A few dozen people aboard domestic flights are surveilled by undercover federal air marshals (FAMs) every day, according to the report. The air marshals collect basic information on civilian passengers, like hairstyle and whether the person has a tattoo or piercing. But a TSA checklist obtained by the Globe shows how the marshals also collect surprisingly detailed observations on passengers, such as whether they display an “Adam’s apple jump,” use the bathroom, touch their face, appear to be “white knuckling” their bags, or display a “cold penetrating stare.”
The Globe reports that a full list of criteria for Quiet Skies was unavailable, and that the TSA initially wouldn’t confirm the program even exists.

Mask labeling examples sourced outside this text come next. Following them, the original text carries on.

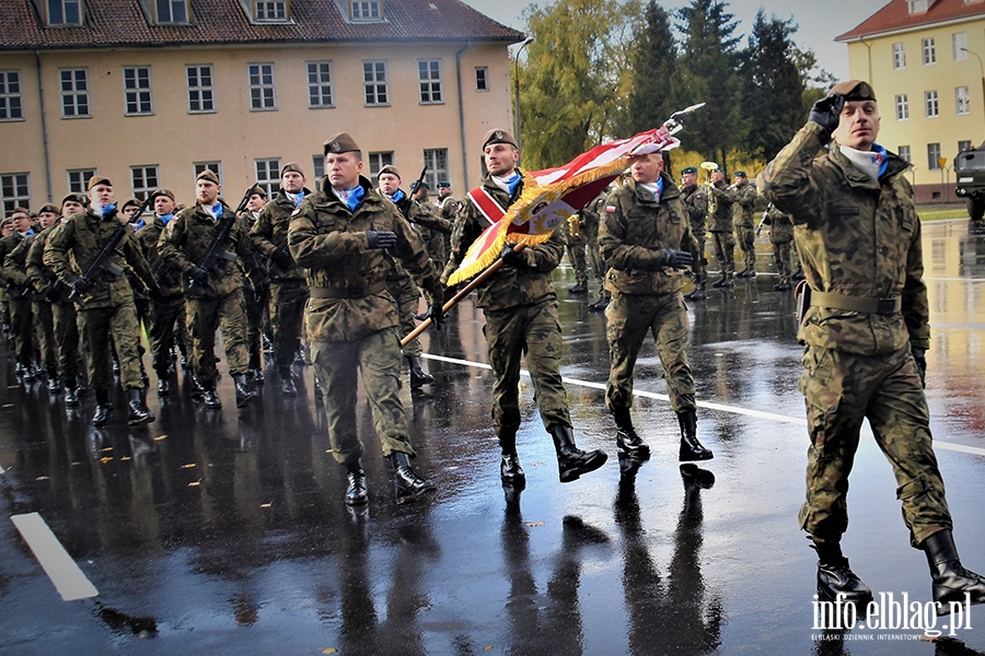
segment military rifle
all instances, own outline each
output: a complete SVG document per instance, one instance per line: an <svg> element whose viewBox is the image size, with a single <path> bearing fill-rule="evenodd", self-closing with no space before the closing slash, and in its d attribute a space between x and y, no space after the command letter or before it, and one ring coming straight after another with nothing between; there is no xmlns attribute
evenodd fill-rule
<svg viewBox="0 0 985 656"><path fill-rule="evenodd" d="M234 262L236 261L236 254L232 253L228 248L225 248L225 239L229 238L229 233L232 232L233 224L235 224L236 219L240 215L240 212L246 209L246 203L250 202L250 197L253 196L253 186L246 189L246 194L243 195L243 200L240 201L239 207L235 212L230 212L229 218L222 222L222 225L219 226L219 232L216 233L216 237L212 239L212 243L209 245L209 249L206 251L206 256L201 258L201 261L198 262L198 266L205 269L206 271L211 271L219 263L219 258L222 258L227 261ZM192 289L196 285L195 279L193 278L188 282L188 289Z"/></svg>
<svg viewBox="0 0 985 656"><path fill-rule="evenodd" d="M140 212L138 216L150 207L151 197L148 195L147 198L143 199L143 202L140 203ZM117 211L113 210L113 213L109 214L111 219L116 218ZM126 236L127 231L131 230L129 223L124 223L119 219L116 219L116 230L113 231L113 234L109 235L109 241L103 246L103 249L100 250L99 255L89 263L85 268L85 271L82 272L82 278L85 280L90 286L96 286L96 289L105 289L103 281L101 280L103 273L109 273L111 276L123 276L125 273L121 267L118 267L113 263L109 257L116 250L116 247L119 246L119 243L123 241L124 236ZM79 293L79 290L73 289L69 294L69 301L73 301L79 305L83 305L82 303L82 294Z"/></svg>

Quiet Skies checklist via the Boston Globe
But internal correspondence among various TSA officials, as well as comments obtained by the Globe from anonymous air marshals, suggest the program continues to operate and that it’s proven controversial within the agency, which allocates about 10 percent—or $1 billion—of its annual budget toward air marshal operations.
“What we are doing [in Quiet Skies] is troubling and raising some serious questions as to the validity and legality of what we are doing and how we are doing it,” one air marshal wrote in a text message to colleagues, the Globe reports.

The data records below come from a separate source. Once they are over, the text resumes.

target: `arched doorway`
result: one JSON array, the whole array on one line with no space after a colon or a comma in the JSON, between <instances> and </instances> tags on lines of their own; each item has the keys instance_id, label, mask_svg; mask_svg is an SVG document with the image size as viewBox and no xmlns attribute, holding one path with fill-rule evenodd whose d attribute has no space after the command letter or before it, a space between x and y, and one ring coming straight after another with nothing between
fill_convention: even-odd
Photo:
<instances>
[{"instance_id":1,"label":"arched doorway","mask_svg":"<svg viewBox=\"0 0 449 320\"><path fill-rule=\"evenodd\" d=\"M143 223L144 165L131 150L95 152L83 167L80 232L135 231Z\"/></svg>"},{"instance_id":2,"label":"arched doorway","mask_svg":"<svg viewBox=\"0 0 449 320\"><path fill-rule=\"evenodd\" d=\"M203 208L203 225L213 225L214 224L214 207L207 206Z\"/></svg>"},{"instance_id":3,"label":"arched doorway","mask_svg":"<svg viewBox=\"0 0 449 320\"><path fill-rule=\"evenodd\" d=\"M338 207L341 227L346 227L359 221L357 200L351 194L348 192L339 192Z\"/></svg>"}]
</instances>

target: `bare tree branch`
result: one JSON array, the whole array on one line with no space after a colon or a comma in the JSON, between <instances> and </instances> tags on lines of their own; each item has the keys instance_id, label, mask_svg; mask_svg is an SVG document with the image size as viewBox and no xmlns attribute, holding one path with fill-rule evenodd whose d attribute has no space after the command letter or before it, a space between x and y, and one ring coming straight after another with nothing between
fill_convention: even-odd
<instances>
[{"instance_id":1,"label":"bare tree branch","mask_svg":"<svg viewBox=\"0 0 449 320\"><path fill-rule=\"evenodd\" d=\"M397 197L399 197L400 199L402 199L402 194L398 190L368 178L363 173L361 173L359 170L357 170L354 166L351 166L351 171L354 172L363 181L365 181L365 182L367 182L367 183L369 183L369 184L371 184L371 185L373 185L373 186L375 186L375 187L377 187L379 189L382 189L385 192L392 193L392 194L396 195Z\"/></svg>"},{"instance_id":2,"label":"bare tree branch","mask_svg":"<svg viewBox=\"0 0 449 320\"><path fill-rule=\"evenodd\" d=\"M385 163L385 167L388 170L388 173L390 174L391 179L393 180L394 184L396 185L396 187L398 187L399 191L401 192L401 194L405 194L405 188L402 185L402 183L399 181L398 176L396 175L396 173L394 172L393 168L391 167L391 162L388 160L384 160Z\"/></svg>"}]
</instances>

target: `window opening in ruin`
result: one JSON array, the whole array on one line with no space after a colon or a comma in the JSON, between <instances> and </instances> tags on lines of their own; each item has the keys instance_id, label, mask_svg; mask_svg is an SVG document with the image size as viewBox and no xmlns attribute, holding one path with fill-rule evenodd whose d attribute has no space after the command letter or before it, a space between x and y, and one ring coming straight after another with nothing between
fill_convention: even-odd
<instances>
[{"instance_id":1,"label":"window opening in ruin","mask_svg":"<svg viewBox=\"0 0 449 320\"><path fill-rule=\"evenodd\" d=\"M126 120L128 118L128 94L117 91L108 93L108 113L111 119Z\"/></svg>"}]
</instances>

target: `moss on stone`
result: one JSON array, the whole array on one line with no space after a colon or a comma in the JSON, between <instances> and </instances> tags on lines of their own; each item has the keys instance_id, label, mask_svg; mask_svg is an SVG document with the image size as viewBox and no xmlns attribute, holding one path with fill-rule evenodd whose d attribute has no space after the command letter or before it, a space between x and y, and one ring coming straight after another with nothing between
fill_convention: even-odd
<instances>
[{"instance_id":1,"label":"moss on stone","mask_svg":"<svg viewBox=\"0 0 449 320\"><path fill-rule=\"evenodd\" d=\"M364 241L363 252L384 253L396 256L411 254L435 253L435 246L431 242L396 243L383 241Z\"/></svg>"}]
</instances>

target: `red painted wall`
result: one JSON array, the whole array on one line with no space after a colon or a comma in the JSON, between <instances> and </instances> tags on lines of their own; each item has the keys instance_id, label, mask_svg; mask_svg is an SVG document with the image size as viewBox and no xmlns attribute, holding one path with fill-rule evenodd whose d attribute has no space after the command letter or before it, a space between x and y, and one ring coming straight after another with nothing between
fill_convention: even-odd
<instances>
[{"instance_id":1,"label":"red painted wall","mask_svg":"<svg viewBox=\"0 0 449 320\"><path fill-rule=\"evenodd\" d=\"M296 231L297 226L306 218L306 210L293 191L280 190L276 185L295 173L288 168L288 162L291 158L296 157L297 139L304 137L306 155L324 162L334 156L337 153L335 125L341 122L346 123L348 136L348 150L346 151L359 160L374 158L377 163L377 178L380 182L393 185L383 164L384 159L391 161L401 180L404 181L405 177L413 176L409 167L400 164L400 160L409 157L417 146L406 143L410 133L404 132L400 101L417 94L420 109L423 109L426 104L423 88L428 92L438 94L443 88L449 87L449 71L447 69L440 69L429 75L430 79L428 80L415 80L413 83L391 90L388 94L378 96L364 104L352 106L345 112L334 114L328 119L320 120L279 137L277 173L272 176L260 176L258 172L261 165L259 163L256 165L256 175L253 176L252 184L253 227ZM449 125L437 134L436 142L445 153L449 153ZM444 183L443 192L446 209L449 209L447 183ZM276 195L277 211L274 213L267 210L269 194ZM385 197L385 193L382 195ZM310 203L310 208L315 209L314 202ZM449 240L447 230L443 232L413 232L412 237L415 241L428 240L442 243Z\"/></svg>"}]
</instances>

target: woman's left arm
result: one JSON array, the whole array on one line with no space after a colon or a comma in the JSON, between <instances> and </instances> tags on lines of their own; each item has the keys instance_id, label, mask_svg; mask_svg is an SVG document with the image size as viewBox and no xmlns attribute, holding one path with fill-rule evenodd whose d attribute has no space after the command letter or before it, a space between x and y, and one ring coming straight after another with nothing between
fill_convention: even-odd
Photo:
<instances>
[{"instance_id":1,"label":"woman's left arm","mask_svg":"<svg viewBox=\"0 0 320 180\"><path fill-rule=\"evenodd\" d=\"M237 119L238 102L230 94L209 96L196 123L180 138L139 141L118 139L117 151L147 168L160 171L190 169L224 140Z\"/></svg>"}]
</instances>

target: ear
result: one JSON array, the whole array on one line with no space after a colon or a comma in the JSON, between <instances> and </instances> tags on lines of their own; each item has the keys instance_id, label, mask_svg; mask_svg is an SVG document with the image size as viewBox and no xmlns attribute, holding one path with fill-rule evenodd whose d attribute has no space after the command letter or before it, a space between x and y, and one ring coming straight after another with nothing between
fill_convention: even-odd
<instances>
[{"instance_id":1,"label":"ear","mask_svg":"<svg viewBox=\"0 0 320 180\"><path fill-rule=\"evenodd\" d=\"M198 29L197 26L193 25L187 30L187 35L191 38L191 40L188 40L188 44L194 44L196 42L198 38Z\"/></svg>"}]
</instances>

It’s unclear how civilians end up on the Quiet Skies surveillance list, but the report suggests your past travel history and contacts can play a part. Civilian targets whom air marshals have reportedly tracked include “a businesswoman who happened to have traveled through a Mideast hot spot, in one case; a Southwest Airlines flight attendant, in another; a fellow federal law enforcement officer, in a third,” Jana Winter wrote in the Boston Globe article.
One air marshal seemed frustrated after being assigned to track a Southwest Flight attendant.
“Cannot make this up,” the air marshal wrote in a message.
A colleague replied: “jeez we need to have an easy way to document this nonsense. Congress needs to know that it’s gone from bad to worse.”
The TSA wrote in a statement to CBS News that the primary goal of Quiet Skies is to “ensure passengers and flight crew are protected during air travel,” adding that it doesn’t select surveillance targets based on race or religion. The statement continued to say Quiet Skies isn’t intended to surveil “ordinary Americans with routine reviews” and that it’s “a practical method of keeping another act of terrorism from occurring at 30,000 feet.”
“The American public would be better served if these [air marshals] were instead assigned to airport screening and check in areas so that active shooter events can be swiftly ended, and violations of federal crimes can be properly and consistently addressed,” John Casaretti, president of the Air Marshal Association, said in a statement.